Chassing Sysadmin Interview Questions (Medium)

Working through these questions. Any question I could not answer immediately has a citation.

Linux System Administrator/DevOps Interview Questions

I worked through the easy questions last year. Since then I’ve studied for the LPIC 1 and 2 so I’m going to work through some more difficult material.

Medium Questions

The link to these questions can be found here

  • What do the following commands do and how would you use them?

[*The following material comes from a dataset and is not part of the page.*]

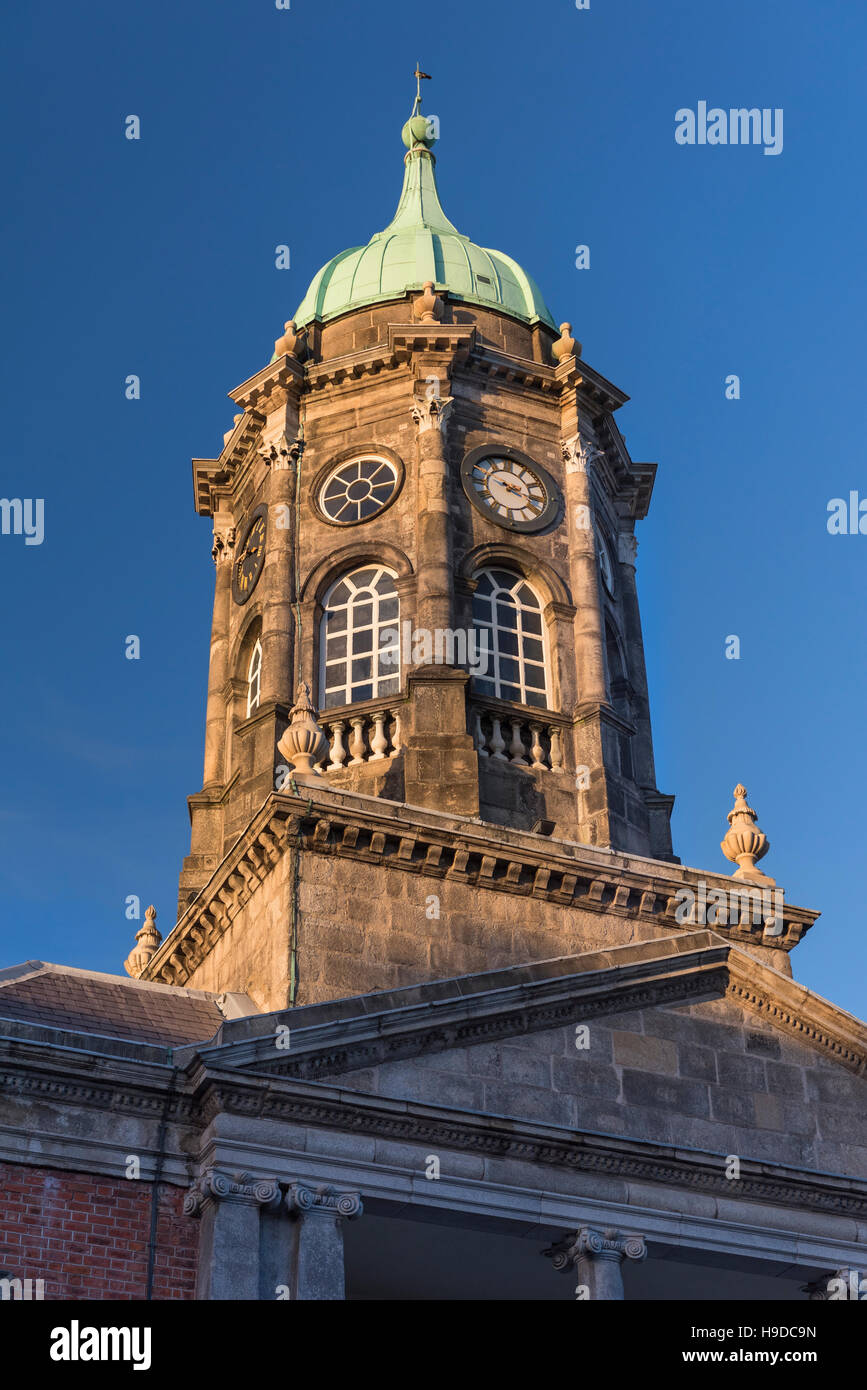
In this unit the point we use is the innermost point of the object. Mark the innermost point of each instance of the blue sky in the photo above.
(156, 257)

    • tee: receives input and redirects it to both the terminal and an output file.
    • awk: allows scanning of input (file or STDIN) for patterns. Useful for things like retrieving the nth column from a CSV file.
    • tr: used to delete certain characters from text
    • cut: used to remove a column from a file
    • tac: prints a file but with the line numbers reversed
    • curl: sends an HTTP request over the command line
    • wget: fetches the result of on HTTP request over the command line
    • watch: used before a command to keep running said command repeatedly and print the output each time
    • head: looks at the first n rows of an input
    • tail: looks at the last n rows of an input
    • less: creates a buffer for an input which allows scrolling up and down the lines
    • cat: mostly used to print the content of a file to a terminal, actually was originally designed to concatenate files together
    • touch: used to create an empty file, can also be used to modify the access or modify time of a file
    • sar: used to see resource usage (CPU, memory, disk IO) of the server at a point in time
    • netstat: prints network information about the server, such as ports in use, network interfaces, routing tables
    • tcpdump: records all of the packets going over a network interface
    • lsof: checks for open file handles


  • What does an & after a command do?

& after a command is meant to run the command in the background. This way a long running command is not blocking. If the parent process dies, this background command will still die as well.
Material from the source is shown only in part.